WASHINGTON -- The U.S. Capitol building added an important new statue to its collection Wednesday, one that helps better tell America's intricate story.
Rosa Parks is known for what she refused to do: give up her seat on a Montgomery, Ala., bus so a white passenger could sit down.
Fifty-seven years after her simple gesture helped spark the civil rights movement, Parks made history again as her image and story was welcomed into the U.S. Capitol's Statuary Hall.
"It's the first statue of an African-American woman to be placed in this Capitol," Speaker of the House John Boehner, R-Ohio, said.
Parks is an unlikely American heroine.
"We celebrate a seamstress, slight in stature but mighty in courage," President Obama said at the ceremony unveiling the statue.
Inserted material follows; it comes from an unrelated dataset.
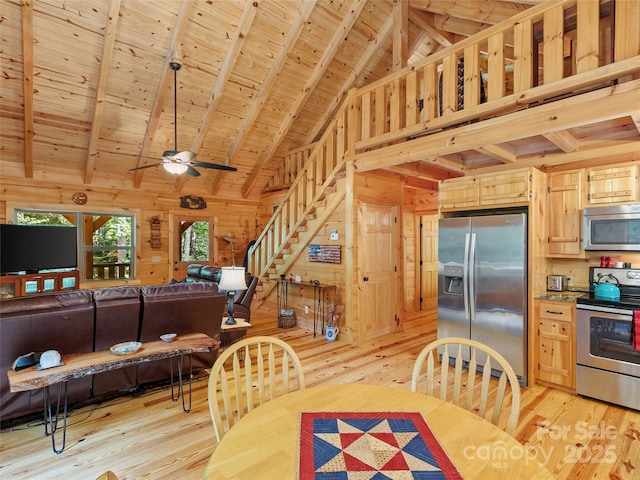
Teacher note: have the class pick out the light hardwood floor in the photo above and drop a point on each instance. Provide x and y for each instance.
(149, 436)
When she wouldn't give up her seat, Parks was arrested. Days later a new pastor in town by the name of Martin Luther King Jr. stood by her as she challenged the charges.
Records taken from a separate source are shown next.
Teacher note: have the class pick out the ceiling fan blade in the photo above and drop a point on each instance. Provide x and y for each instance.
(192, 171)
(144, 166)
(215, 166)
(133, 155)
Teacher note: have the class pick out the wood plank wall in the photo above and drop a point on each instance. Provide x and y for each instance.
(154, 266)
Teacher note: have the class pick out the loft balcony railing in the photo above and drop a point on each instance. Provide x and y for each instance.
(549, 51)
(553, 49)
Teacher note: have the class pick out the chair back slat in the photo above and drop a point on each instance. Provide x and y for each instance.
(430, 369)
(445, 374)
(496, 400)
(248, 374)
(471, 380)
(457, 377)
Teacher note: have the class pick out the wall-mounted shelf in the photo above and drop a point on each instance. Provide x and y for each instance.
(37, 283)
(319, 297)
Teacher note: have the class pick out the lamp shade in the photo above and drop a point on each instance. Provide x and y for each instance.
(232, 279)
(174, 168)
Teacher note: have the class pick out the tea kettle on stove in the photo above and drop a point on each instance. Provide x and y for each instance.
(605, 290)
A boycott of city buses began. Montgomery's black citizens walked where they needed to go.
"Three-hundred eighty-five days after Rosa Parks refused to give up her seat the boycott ended," Obama said. "Black men and women and children re-boarded the buses of Montgomery, newly desegregated, and sat in whatever seat happened to be open.
Parks sculpture was crafted by California artist Eugene Daub, who chose to have her sitting, but not on a bus seat.
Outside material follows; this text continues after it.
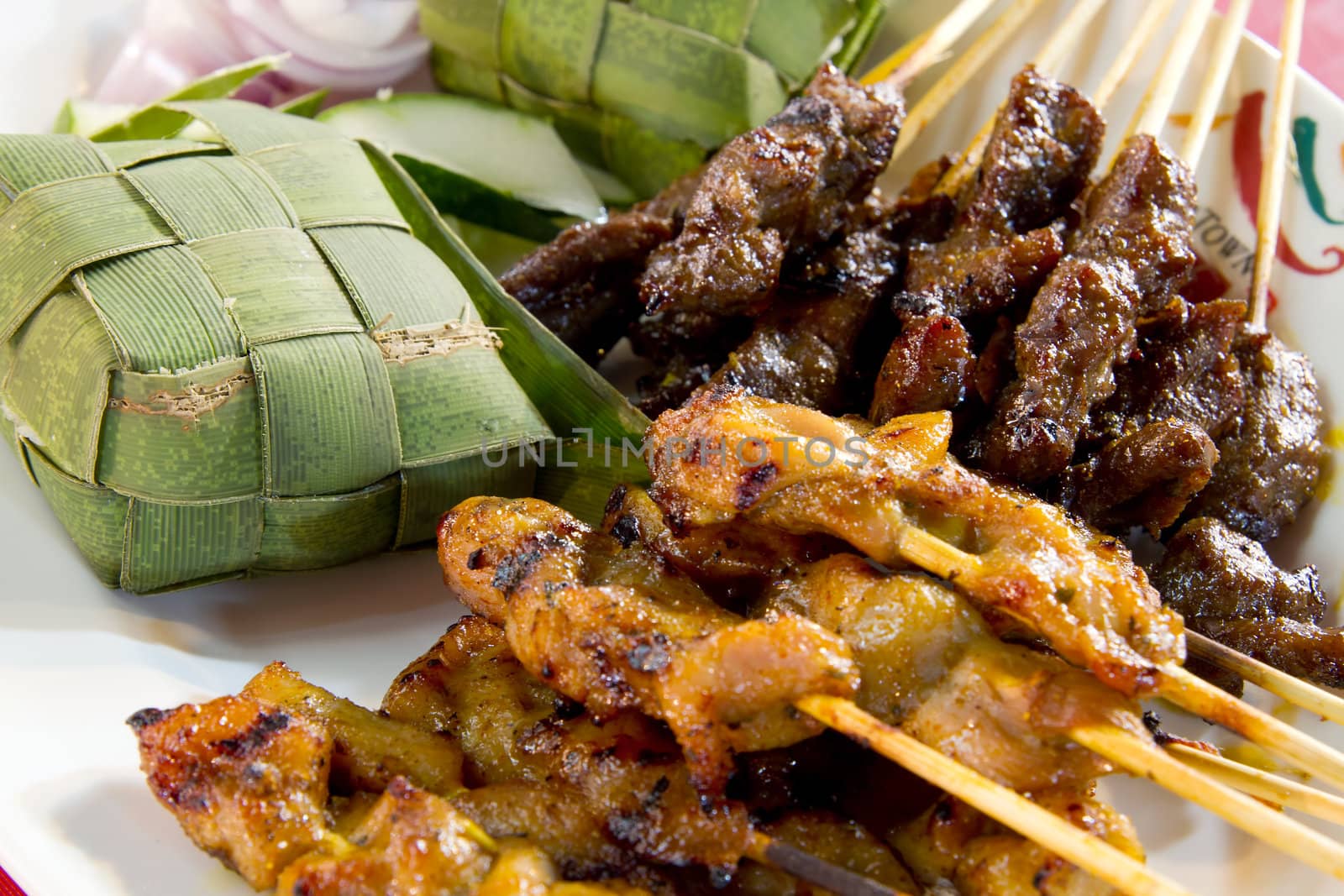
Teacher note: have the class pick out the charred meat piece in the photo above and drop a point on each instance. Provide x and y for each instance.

Instead she's rooted to her environment, making it clear she's not to be moved.
"This is kind of a super woman in a way in Clark Kent's clothing," Daub explained. "She's this courageous warrior for racial injustice and yet she sits quietly in mid-century dress and is looking, for all intents and purposes, as an average American citizen."
"When we make 'In God We Trust' not just a motto, but a mission, as Rosa Parks did, any burdon can be lifted," Boehner said.